KIN also seeks to archive the wisdom of our communities and share resources for liberation and sustainable activism. We do this through solidarity mapping, community mapping and recording the wisdom shared at our gatherings for community benefit. Internally, we are working on building out our radical infrastructure by moving towards a co-operative approach that centers people, anti-oppressive practice, solidarity, interdependance and care.


OUR VISION

Two black people reading together

Collective liberation

  • Our ultimate vision is for collective liberation: a world in which everybody is able to flourish, along with the rest of the natural world.

  • We contribute to this vision by supporting our community and Network on their journey to Black liberation, with a focus on holding spaces that centre joy, healing and solidarity.

Collective care

  • We dream of spaces of restoration, accountability, and transformative justice.

  • We create spaces that invite us to acknowledge the systems of oppression we have internalised and work to shift them, placing value on dreaming, visioning and compassion.

  • We seek to share ways of knowing and being that we have inherited from our ancestors.

Uplifting a diverse community of Black activists

  • We dream of a rich diversity of Black activists being uplifted and celebrated in liberatory spaces, in which those at the margins of our community are centred for the benefit and liberation of all.

  • Those who are often not visible in many activist and organising communities, and whose voices are undervalued because of it, are at the very heart of our vision: Black migrants, Black children and young people, Black elders, Black trans, non-binary, queer, disabled and neurodiverse folk.

  • We envision the individuals and groups at the helm of change are nourished, supported and held accountable, in community with shared purpose.
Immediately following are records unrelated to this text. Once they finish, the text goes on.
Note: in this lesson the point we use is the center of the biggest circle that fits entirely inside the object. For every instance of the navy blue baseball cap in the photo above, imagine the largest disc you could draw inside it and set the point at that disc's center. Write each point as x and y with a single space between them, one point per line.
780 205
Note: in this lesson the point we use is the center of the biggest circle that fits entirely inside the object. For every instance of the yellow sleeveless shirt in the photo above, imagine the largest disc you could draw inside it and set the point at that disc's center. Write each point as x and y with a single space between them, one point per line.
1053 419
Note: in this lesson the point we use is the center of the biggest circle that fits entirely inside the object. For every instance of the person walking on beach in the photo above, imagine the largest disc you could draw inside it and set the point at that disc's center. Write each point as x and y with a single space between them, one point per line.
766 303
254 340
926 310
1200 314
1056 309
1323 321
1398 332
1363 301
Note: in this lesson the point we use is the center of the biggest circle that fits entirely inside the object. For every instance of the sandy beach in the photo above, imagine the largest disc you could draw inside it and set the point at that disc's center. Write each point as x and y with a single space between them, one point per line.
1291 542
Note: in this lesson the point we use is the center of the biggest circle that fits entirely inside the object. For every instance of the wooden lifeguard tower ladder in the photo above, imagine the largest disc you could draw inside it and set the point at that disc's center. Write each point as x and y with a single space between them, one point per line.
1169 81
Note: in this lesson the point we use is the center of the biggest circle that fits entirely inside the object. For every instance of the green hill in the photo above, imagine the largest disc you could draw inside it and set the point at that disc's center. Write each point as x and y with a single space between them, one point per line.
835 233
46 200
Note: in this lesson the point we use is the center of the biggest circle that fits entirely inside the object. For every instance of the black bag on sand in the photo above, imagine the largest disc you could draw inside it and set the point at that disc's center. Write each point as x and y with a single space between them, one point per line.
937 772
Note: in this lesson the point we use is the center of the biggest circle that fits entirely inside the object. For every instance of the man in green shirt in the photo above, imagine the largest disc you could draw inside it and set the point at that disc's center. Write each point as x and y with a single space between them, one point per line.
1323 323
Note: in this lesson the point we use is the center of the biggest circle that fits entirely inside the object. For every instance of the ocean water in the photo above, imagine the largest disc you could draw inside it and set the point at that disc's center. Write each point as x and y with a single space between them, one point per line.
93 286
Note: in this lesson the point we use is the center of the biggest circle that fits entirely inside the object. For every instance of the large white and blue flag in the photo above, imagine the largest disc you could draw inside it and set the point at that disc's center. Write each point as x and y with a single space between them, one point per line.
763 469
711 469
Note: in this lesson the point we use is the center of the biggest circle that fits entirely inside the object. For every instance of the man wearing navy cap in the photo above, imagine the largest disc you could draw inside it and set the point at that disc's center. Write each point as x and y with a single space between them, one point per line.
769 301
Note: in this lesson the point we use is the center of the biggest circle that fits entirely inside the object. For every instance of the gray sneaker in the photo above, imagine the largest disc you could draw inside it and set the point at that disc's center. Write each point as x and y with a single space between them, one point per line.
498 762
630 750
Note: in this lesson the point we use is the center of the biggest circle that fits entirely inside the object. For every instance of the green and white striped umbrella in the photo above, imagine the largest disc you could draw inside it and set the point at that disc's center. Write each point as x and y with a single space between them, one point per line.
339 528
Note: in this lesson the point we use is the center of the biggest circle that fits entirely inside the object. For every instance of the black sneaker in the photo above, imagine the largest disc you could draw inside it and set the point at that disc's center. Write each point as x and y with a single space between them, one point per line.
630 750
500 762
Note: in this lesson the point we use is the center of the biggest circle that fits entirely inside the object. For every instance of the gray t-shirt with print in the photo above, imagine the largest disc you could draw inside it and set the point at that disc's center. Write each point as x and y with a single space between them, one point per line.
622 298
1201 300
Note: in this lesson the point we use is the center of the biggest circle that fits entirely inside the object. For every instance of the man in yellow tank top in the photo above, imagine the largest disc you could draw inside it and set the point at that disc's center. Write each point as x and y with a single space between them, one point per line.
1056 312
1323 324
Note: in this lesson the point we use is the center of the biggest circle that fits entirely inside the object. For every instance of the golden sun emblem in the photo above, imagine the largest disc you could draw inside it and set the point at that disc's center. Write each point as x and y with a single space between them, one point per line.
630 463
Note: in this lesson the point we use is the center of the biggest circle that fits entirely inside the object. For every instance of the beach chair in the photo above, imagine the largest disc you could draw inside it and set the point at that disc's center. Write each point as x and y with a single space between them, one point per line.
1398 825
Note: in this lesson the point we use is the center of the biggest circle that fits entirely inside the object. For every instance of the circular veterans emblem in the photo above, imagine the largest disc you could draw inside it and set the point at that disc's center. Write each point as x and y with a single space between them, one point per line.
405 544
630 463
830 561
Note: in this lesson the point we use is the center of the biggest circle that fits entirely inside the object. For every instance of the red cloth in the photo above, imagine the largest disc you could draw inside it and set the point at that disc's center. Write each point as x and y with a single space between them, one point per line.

This means bringing together a range of activists from abolitionists, educators, migrants’ justice activists to food growers and queer family in solidarity for a stronger and more sustainable movement for liberation.

“If you have come because your liberation is bound up with mine, then let us work together.”

– Lilla Watson

OUR GOALS

  • To facilitate our network of activists in coming together to strategise and learn from each other. These are peer-led sites of exploration, celebration, healing and learning.

  • To amplify, uplift and empower Black activists who are further marginalised by their various intersecting identities.

  • To build a sustainable organisation rooted in collectivism, solidarity and care, acting as a site of experimentation for the wider movement.

  • To engage and resource our community and to contribute to the wider archive of Black activism including the creation of accessible, creative, exciting and beautiful materials of joyful pedagogy on transformative organising practice, that heals and sustains (rather than burns out!).